Disputes between business partners can be like marital disputes especially when the relationship that held a business together is tearing it apart. When you are talking about shareholders, partners or fellow directors the arguments can differ but fundamental questions like “What needs to change for us to stay together?” or “Who should leave and on what basis?” can also be similar. Personal decisions can be inextricably linked to what’s best for the family except that here ‘the family’ is the business – unless it is a family business, in which case there are probably two families to consider.
Getting even may feel tempting but how do you go about getting what you want?

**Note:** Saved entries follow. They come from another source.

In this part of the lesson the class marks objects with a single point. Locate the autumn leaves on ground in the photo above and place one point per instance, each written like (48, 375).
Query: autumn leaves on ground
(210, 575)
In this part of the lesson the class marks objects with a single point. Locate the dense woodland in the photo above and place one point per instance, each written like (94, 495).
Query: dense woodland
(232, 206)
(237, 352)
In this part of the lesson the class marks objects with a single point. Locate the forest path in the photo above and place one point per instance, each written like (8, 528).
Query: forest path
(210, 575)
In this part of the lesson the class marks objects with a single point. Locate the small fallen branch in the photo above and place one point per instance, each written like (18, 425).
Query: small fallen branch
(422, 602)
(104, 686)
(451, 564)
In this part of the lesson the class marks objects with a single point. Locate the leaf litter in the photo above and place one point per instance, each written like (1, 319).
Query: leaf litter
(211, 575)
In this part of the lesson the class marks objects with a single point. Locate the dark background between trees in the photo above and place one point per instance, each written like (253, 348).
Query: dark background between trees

1 Step back. Look at the big picture. Before you do anything, think. What do you want? What’s best for the business? Investigate your options and, in each case, the best way of achieving your objective.
2 Check your agreements and get advice. Find out where you stand. Review the Shareholder Agreement, the Articles of Association and any other agreements that you agreed back at the ‘pre-nup’ stage. What do the termination and deadlock provisions say? Do they offer you the best way of separating successfully? Or have things moved on since then?
3 Reality test your options. In each case, be sure to understand where you are likely to end up and what the risks, costs and tax consequences are. For you and your business. Who controls the board and the shareholder meetings? How are employees, clients, financiers, creditors, debtors and competitors likely to react when word gets out? What contingency plans should you make? Tell your top team what is happening. You want them to feel included. They probably know anyway.
In a family business there can be added complications to consider, particularly where continuing shareholders and family members not involved in running the business have differing needs and interests.
Then – and this can be a difficult one – think carefully about who can best take the business forward.
4 Decide on your game plan. Are you going to be better off litigating, negotiating or mediating? Analyse what each is likely to achieve or jeopardise.
a) If you want to negotiate, consider hiring a mediator. The chances of successfully settling a dispute are that much higher. 70 per cent of UK commercial mediations settle on the day. Introducing an independent mediator invariably changes the dynamics and gets people focused on settling. The process is confidential.
It should become clear during the mediation whether the relationship is salvageable or not. If it isn’t, use the mediation to work out the best way of divorcing safely and inexpensively without destroying the business.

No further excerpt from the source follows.